2
votes

I am a new beginner in Apache Spark. I trained a LogisticRegression model using crossValidation. For instance:

val cv = new CrossValidator() .setEstimator(pipeline) .setEvaluator(new BinaryClassificationEvaluator) .setEstimatorParamMaps(paramGrid) .setNumFolds(5) val cvModel = cv.fit(data)

I was able to train and test my model without any error. Then I saved the model and the pipeline using:

cvModel.save("/path-to-my-model/spark-log-reg-transfer-model") pipeline.save("/path-to-my-pipeline/spark-log-reg-transfer-pipeline")

Up till this stage, the operations worked perfect. Then later on, I tried to load my model back for prediction on new data points, then the following error occured:

val sameModel = PipelineModel.load("/path-to-my-model/spark-log-reg-transfer-model")

java.lang.IllegalArgumentException: requirement failed: Error loading metadata: Expected class name org.apache.spark.ml.PipelineModel but found class name org.apache.spark.ml.tuning.CrossValidatorModel

Any idea what I may have done wrong? Thanks.

2

2 Answers

4
votes

You are trying to load CrossValidator with PipelineModel object.

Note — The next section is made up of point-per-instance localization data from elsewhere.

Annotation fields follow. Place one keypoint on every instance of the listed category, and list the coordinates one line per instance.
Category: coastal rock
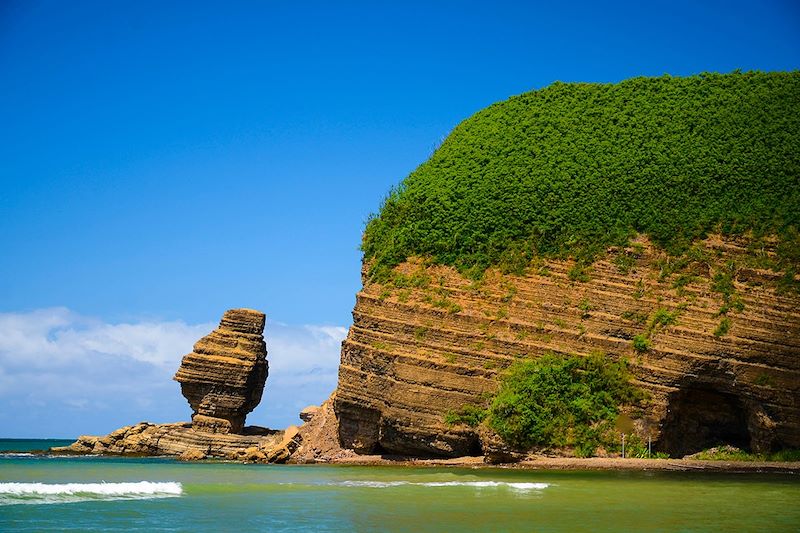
(192, 455)
(224, 376)
(284, 450)
(179, 439)
(308, 413)
(320, 437)
(416, 353)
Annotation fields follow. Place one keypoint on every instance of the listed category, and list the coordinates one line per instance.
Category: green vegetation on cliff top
(573, 168)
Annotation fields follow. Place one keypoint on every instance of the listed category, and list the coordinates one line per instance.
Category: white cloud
(62, 373)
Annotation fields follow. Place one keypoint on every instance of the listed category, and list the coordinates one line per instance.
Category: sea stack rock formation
(224, 376)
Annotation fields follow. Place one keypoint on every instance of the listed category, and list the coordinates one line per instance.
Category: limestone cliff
(224, 377)
(724, 366)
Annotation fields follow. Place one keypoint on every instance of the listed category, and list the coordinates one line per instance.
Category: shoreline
(540, 462)
(585, 464)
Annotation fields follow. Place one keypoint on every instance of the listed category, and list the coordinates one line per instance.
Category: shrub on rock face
(556, 401)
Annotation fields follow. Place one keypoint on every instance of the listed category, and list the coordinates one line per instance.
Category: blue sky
(162, 162)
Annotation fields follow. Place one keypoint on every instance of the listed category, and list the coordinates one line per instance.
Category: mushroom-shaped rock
(224, 376)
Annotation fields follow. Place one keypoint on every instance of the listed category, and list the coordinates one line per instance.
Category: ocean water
(41, 493)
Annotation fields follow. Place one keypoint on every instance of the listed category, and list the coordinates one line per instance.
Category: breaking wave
(38, 493)
(476, 484)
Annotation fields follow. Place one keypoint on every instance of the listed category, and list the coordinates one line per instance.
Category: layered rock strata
(174, 439)
(223, 379)
(721, 363)
(224, 376)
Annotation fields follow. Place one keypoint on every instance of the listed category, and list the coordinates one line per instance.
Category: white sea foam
(13, 493)
(476, 484)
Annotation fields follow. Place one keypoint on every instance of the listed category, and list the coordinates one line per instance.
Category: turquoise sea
(42, 493)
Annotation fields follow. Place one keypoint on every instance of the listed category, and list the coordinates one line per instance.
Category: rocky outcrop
(319, 436)
(180, 439)
(223, 379)
(717, 347)
(224, 376)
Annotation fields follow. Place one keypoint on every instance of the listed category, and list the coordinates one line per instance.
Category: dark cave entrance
(701, 417)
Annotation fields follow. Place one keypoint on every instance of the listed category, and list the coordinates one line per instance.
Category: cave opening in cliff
(702, 417)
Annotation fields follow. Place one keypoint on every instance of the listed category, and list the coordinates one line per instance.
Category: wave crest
(11, 493)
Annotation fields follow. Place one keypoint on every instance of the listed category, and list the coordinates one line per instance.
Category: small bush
(555, 401)
(723, 328)
(579, 272)
(641, 343)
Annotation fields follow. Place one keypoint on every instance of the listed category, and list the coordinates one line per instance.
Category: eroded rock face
(224, 376)
(179, 439)
(416, 352)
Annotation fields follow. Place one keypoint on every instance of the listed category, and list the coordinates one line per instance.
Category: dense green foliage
(556, 401)
(726, 453)
(573, 168)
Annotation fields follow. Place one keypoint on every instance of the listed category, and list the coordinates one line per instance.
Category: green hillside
(573, 168)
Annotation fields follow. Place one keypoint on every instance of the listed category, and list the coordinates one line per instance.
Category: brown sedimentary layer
(224, 376)
(419, 350)
(181, 439)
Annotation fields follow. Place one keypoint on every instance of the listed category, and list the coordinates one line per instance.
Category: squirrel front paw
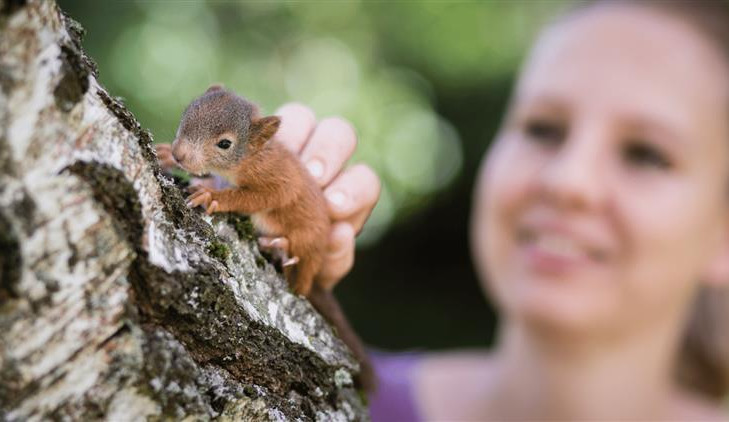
(204, 197)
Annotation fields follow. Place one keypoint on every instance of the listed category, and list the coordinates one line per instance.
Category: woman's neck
(550, 376)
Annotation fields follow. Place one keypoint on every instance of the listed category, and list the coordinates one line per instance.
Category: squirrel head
(218, 129)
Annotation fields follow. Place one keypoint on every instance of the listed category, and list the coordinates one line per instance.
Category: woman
(600, 229)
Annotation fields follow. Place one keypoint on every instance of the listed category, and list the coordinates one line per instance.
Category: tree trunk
(116, 301)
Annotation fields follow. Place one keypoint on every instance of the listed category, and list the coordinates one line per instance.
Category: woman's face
(604, 199)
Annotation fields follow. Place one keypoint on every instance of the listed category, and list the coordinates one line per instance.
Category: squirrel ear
(263, 129)
(215, 87)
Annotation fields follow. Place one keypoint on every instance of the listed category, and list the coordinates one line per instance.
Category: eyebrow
(635, 120)
(650, 125)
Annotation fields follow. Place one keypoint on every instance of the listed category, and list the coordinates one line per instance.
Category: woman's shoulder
(417, 386)
(453, 381)
(694, 407)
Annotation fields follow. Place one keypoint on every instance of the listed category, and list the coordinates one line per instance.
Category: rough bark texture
(116, 301)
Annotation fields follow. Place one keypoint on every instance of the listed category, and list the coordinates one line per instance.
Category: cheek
(667, 235)
(505, 186)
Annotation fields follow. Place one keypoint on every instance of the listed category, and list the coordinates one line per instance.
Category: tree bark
(116, 301)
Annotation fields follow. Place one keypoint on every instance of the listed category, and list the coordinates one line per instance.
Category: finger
(297, 123)
(352, 195)
(339, 258)
(329, 147)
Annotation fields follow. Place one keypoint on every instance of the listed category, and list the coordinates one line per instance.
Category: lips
(554, 247)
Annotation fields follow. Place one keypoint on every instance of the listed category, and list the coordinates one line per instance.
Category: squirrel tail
(324, 301)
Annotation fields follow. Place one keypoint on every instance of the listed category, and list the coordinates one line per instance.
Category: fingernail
(337, 198)
(316, 168)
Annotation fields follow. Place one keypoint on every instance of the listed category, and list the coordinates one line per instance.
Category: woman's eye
(544, 131)
(642, 154)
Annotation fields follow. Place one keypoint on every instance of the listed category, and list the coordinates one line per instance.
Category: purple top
(394, 399)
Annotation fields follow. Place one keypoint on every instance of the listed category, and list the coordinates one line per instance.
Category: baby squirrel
(224, 134)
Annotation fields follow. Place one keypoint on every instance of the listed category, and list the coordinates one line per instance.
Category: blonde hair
(703, 359)
(703, 363)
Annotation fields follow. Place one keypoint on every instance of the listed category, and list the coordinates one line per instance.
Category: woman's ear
(263, 129)
(717, 271)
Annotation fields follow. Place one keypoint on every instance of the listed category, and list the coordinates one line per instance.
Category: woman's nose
(573, 177)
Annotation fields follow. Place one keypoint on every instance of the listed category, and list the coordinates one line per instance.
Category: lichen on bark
(111, 302)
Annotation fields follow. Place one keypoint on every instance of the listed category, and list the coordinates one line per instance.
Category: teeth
(558, 245)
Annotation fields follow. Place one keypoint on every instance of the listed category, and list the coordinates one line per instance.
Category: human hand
(351, 193)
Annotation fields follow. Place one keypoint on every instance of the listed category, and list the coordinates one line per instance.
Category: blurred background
(424, 83)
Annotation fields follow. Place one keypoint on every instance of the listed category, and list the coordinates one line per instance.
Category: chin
(559, 308)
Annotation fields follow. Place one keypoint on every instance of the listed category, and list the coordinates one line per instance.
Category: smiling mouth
(557, 246)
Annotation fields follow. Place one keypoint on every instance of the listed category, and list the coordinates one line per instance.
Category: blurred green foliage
(364, 61)
(424, 83)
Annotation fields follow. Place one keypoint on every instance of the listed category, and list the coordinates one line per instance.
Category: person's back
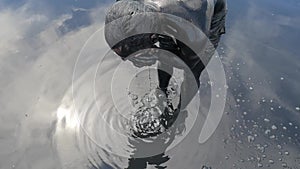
(136, 25)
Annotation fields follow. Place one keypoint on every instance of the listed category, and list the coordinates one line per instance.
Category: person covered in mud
(126, 18)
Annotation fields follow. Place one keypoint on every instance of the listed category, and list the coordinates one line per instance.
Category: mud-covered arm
(217, 27)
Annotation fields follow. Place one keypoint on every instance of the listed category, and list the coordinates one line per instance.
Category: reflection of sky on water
(259, 52)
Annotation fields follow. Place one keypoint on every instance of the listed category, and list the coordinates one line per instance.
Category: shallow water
(40, 124)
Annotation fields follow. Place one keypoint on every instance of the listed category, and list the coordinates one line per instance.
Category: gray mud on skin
(258, 130)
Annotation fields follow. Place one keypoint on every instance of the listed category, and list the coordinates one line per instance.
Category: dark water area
(40, 75)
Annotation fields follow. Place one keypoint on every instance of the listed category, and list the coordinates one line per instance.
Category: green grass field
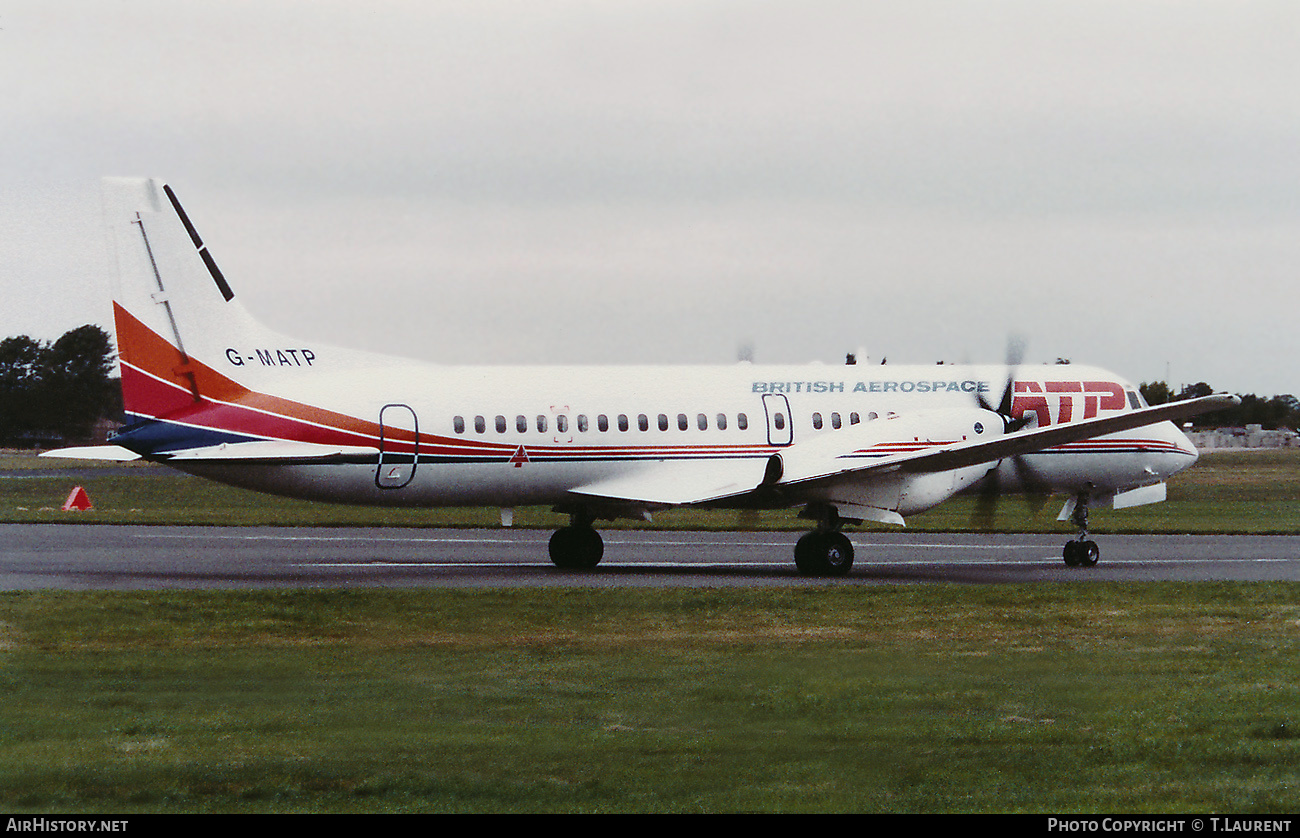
(1066, 698)
(1052, 698)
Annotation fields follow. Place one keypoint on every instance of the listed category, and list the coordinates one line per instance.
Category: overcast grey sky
(664, 181)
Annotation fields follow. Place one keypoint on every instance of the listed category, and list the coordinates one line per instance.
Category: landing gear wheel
(576, 548)
(823, 555)
(1082, 554)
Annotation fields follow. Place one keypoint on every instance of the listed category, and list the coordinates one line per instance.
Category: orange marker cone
(77, 500)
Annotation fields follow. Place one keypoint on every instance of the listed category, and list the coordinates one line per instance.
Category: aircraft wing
(112, 454)
(966, 454)
(705, 482)
(276, 450)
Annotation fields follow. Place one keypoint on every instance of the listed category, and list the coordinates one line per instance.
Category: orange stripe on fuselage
(146, 351)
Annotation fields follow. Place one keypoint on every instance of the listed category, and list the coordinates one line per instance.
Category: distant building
(1248, 437)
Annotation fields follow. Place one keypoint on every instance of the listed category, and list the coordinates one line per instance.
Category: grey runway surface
(144, 558)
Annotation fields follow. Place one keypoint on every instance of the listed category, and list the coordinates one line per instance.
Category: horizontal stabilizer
(112, 454)
(267, 450)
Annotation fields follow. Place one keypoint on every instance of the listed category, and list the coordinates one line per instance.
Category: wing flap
(679, 483)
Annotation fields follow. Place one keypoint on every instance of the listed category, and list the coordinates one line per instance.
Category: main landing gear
(577, 546)
(1080, 552)
(826, 551)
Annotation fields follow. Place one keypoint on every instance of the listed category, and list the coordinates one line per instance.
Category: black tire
(576, 548)
(1082, 554)
(823, 555)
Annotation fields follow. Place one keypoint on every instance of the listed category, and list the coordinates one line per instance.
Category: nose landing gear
(577, 546)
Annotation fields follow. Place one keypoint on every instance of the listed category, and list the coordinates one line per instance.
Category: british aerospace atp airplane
(211, 391)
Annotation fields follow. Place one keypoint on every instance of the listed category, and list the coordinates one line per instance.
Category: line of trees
(55, 393)
(1270, 412)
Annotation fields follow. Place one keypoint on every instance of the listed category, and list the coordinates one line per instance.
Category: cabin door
(780, 429)
(399, 441)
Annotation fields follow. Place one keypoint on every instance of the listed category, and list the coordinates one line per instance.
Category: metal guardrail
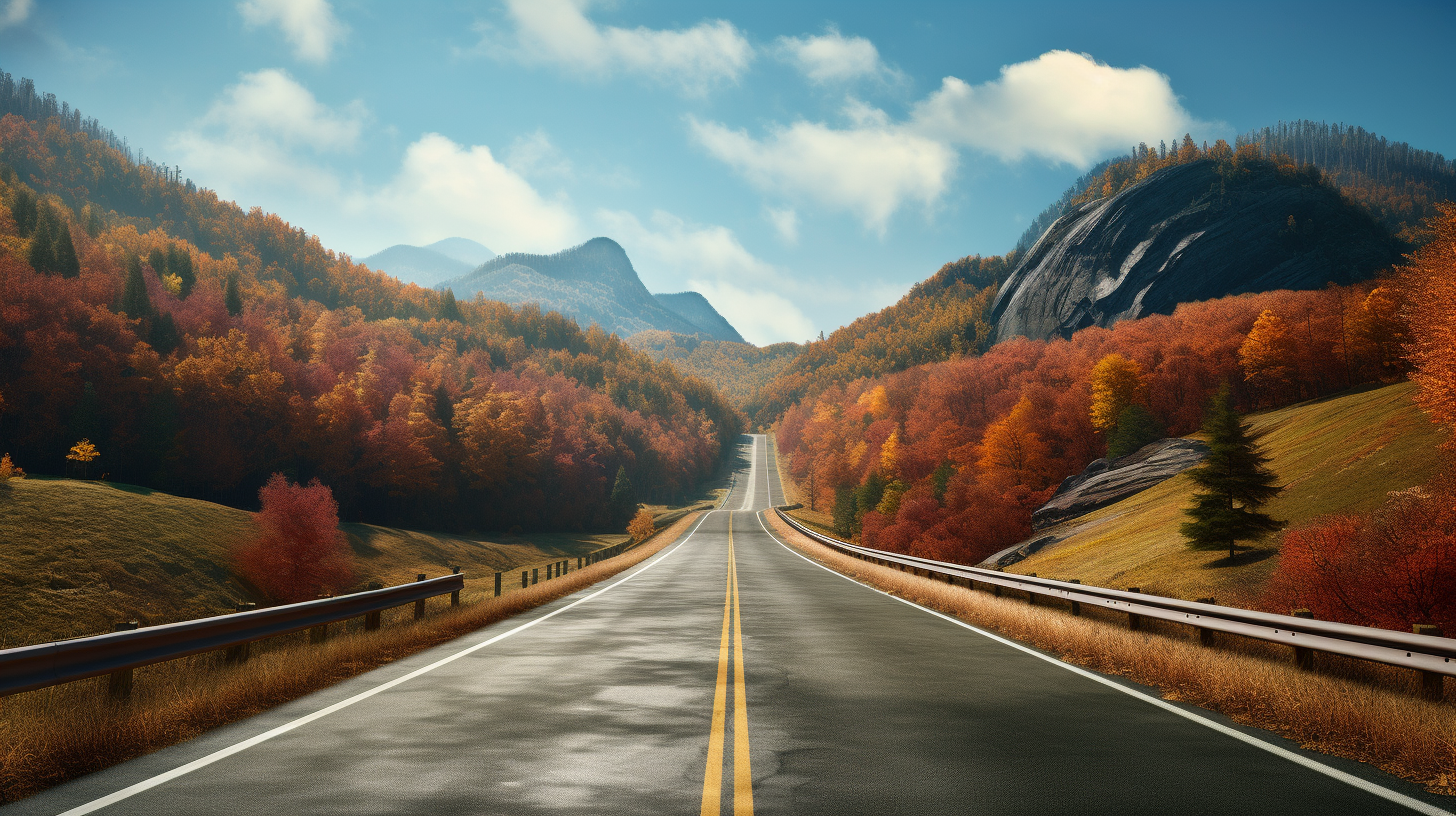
(1434, 657)
(53, 663)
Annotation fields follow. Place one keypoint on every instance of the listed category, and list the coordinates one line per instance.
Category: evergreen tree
(845, 516)
(134, 299)
(24, 212)
(1235, 483)
(179, 264)
(42, 245)
(449, 309)
(1134, 429)
(66, 260)
(232, 297)
(622, 500)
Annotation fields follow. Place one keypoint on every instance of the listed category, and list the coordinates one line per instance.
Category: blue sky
(798, 163)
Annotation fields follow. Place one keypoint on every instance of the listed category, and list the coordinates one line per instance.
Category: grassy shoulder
(80, 555)
(1341, 453)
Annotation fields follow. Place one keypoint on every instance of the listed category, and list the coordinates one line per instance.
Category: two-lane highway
(728, 673)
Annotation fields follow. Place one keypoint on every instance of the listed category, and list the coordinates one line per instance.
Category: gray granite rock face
(1104, 483)
(1183, 235)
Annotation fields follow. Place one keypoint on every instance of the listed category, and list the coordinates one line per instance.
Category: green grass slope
(77, 555)
(1334, 455)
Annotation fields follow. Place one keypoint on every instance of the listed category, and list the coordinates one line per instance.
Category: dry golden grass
(1340, 713)
(54, 735)
(1341, 453)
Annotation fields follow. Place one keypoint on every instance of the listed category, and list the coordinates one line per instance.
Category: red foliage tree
(297, 551)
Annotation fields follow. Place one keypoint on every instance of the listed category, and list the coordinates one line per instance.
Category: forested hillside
(738, 370)
(941, 318)
(201, 348)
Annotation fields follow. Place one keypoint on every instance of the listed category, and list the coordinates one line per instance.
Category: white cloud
(785, 222)
(444, 188)
(533, 155)
(1062, 105)
(558, 31)
(309, 25)
(869, 169)
(673, 255)
(15, 12)
(254, 131)
(833, 57)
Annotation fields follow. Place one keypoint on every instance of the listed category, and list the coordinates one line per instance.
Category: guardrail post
(372, 618)
(240, 652)
(1303, 657)
(120, 682)
(1433, 684)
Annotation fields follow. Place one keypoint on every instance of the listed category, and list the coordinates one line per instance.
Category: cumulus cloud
(15, 12)
(1062, 105)
(833, 57)
(871, 168)
(446, 188)
(309, 25)
(695, 59)
(673, 255)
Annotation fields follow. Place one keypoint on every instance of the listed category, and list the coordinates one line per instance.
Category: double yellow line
(741, 774)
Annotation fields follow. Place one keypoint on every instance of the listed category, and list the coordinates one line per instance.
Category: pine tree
(1235, 483)
(449, 308)
(232, 297)
(66, 261)
(623, 499)
(134, 299)
(42, 245)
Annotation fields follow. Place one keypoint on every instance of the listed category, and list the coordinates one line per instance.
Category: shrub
(297, 551)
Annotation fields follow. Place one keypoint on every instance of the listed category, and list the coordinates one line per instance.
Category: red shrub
(1392, 569)
(297, 551)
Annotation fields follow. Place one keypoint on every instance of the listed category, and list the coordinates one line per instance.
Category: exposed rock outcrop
(1187, 233)
(1104, 483)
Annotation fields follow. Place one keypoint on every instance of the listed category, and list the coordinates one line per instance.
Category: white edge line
(217, 755)
(1277, 751)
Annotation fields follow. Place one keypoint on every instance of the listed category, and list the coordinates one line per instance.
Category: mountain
(1190, 230)
(463, 249)
(593, 283)
(428, 265)
(699, 312)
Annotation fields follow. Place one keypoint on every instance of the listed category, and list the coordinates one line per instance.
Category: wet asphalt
(603, 703)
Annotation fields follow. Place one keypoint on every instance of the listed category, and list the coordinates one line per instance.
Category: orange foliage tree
(297, 551)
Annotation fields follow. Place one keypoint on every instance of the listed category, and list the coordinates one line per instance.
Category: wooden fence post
(120, 682)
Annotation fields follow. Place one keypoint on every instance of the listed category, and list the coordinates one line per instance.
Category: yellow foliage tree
(641, 526)
(83, 452)
(1268, 353)
(1117, 383)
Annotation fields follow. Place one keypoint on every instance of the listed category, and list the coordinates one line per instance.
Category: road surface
(728, 673)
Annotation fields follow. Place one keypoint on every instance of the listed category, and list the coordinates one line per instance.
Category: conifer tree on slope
(1235, 483)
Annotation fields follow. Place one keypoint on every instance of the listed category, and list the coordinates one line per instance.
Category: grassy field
(1331, 455)
(76, 557)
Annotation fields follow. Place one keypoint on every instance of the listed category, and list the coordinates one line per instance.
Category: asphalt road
(725, 673)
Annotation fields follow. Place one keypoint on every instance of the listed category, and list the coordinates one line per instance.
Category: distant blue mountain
(427, 265)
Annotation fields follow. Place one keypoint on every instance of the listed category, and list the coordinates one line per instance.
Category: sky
(798, 163)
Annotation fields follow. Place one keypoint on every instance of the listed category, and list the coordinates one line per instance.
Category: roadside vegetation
(58, 733)
(1348, 708)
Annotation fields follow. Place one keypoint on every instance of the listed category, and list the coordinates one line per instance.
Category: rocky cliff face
(1187, 233)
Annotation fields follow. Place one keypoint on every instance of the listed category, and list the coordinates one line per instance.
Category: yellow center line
(741, 771)
(743, 774)
(714, 777)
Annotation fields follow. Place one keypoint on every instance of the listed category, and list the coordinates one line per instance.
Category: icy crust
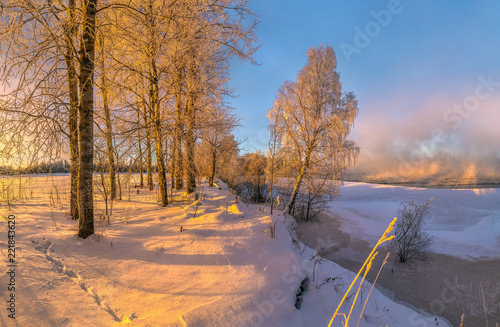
(464, 223)
(221, 269)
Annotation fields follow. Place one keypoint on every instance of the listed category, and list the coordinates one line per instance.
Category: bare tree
(314, 118)
(410, 237)
(86, 116)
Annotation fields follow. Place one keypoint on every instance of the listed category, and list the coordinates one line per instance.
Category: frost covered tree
(410, 238)
(314, 118)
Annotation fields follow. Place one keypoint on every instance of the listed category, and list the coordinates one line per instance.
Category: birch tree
(314, 118)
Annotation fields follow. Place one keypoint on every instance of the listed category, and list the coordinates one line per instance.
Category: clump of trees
(410, 237)
(310, 121)
(146, 81)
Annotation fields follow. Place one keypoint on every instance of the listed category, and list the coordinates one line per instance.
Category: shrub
(410, 237)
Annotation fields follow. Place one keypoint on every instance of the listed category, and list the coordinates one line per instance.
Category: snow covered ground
(222, 269)
(465, 223)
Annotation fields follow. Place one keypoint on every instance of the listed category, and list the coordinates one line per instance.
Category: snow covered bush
(410, 237)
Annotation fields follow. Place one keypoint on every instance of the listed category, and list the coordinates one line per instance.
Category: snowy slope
(464, 222)
(223, 269)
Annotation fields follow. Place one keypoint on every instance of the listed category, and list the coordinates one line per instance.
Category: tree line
(136, 79)
(144, 84)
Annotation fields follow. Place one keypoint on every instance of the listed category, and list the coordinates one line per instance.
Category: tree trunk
(189, 145)
(160, 160)
(139, 141)
(298, 181)
(73, 109)
(189, 168)
(172, 165)
(147, 128)
(212, 173)
(86, 123)
(178, 134)
(109, 128)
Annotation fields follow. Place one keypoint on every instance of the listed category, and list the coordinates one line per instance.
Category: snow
(221, 269)
(464, 222)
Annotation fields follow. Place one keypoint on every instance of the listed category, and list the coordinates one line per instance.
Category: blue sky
(427, 58)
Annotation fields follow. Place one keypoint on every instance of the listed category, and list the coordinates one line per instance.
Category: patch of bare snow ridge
(221, 268)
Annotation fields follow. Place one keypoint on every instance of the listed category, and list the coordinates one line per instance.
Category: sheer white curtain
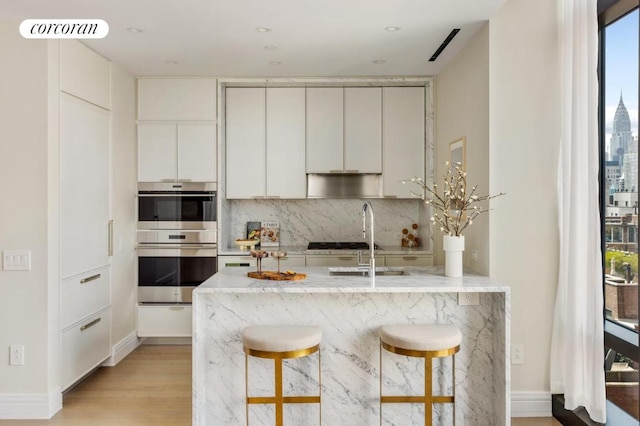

You should use correct loaders...

val crossValidator = CrossValidator.load("/path-to-my-model/spark-log-reg-transfer-model")

val sameModel = PipelineModel.load("/path-to-my-pipeline/spark-log-reg-transfer-pipeline")
1
votes

To load a Cross Validator it should be

val crossValidator = CrossValidator.load("/path-to-my-model/spark-log-reg-transfer-model")

To load a Cross Validator Model use (Note: A Cross Validator becomes a Cross Validator model when you call fit() on CrossValidator)

val crossValidatorModel = CrossValidatorModel.load("/path-to-my-model/spark-log-reg-transfer-model")

Since you are trying to load a model, CrossValidatorModel.load would be the correct one.